I love our species, dumb as it is, and I refuse to countenance self-eradication, though there seems to be some gaia-esque logic to it. You get to that logic if you stare hard enough at this graphic:

This graphic comes from the London Times, and it's a quick-read version of this story in the New Scientist, which asks the all-important question: if the human race disappeared tomorrow, how long would it take planet Earth to heal?
This, you see, is the real reason I an such an ardent booster of, oh, any space project going. Why I think we couldn't have a more important topic to discuss, on this blog or any other. It's about spreading ourselves around a bit in space, and not bunching up so much on one planet. It's about not taking from an ecosystem more than we can give back, which is practically the definition of self-genocide.
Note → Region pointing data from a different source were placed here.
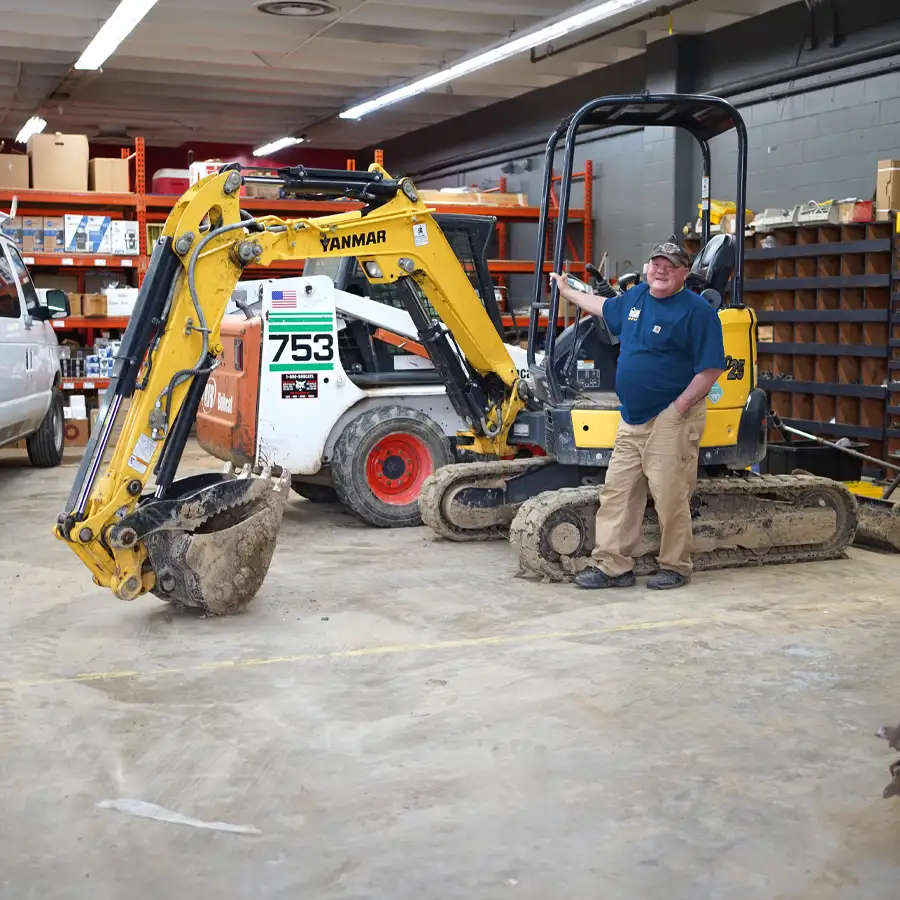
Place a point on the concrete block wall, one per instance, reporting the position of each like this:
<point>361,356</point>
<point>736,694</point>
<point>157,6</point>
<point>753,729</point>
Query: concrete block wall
<point>821,145</point>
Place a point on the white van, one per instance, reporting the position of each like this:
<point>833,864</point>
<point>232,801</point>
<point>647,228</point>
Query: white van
<point>31,404</point>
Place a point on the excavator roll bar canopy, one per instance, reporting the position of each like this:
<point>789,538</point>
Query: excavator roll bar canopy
<point>703,116</point>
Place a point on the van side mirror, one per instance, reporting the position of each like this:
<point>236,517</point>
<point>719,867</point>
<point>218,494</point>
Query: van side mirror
<point>57,303</point>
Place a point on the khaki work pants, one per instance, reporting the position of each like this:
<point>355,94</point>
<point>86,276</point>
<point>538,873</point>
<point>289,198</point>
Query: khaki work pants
<point>660,455</point>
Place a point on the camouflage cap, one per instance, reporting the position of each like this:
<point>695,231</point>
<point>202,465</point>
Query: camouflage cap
<point>676,255</point>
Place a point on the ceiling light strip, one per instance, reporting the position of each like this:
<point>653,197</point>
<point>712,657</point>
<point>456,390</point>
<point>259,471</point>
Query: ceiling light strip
<point>113,31</point>
<point>596,12</point>
<point>275,146</point>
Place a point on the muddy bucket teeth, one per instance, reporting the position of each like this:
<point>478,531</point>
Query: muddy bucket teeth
<point>878,525</point>
<point>211,541</point>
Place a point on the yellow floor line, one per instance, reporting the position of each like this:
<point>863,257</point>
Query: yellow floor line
<point>391,649</point>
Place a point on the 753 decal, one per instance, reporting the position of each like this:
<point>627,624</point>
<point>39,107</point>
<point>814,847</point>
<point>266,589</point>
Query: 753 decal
<point>735,368</point>
<point>304,347</point>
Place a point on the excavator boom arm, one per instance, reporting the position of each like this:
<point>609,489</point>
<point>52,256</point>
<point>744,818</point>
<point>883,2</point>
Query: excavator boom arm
<point>135,542</point>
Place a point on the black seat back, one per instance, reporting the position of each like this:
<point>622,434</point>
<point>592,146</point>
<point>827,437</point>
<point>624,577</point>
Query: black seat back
<point>714,264</point>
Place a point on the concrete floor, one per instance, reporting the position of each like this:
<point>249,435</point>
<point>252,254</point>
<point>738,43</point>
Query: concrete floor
<point>406,719</point>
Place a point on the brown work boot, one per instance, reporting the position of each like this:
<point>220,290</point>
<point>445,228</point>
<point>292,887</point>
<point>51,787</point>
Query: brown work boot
<point>596,578</point>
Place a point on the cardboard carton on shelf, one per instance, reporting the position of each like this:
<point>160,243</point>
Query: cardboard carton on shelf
<point>88,234</point>
<point>93,305</point>
<point>12,229</point>
<point>263,191</point>
<point>108,176</point>
<point>14,173</point>
<point>120,301</point>
<point>59,162</point>
<point>32,234</point>
<point>54,234</point>
<point>887,188</point>
<point>124,238</point>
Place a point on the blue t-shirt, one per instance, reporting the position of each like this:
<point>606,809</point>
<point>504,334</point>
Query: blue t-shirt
<point>663,345</point>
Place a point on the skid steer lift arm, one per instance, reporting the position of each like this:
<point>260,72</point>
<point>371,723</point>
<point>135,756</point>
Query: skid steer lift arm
<point>207,540</point>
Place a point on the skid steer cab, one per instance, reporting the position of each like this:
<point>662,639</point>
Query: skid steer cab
<point>368,434</point>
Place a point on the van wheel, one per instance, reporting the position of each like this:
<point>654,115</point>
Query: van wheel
<point>45,446</point>
<point>315,493</point>
<point>381,460</point>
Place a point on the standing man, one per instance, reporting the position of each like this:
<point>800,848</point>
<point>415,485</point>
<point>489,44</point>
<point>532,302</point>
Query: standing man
<point>671,353</point>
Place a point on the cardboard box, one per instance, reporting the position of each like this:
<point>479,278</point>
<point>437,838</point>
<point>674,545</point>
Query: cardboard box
<point>59,162</point>
<point>88,234</point>
<point>67,283</point>
<point>12,228</point>
<point>887,188</point>
<point>120,301</point>
<point>93,305</point>
<point>108,176</point>
<point>14,173</point>
<point>54,234</point>
<point>264,191</point>
<point>32,234</point>
<point>124,238</point>
<point>76,432</point>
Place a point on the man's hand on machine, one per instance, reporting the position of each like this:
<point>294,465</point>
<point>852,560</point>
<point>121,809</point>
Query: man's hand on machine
<point>591,303</point>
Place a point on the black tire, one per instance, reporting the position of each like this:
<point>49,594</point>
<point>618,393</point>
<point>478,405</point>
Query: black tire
<point>315,493</point>
<point>45,446</point>
<point>417,447</point>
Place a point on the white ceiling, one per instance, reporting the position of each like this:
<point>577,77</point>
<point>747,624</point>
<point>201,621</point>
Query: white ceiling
<point>220,70</point>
(Is there such a term, I wonder? Well, the word "genocide" itself only popped into existence in the 1940s, to fill the need to describe a crime so heinous it beggared the imagination. If that is the pattern, I wouldn't want to be the lexicographer that has to slip "self genocide" into his dictionary. He'll be writing it by hand, with the last piece of notepaper.)
And yes. It's also about giving eight-year-olds dreams again. Ones that don't involve morally-correct mass-destruction.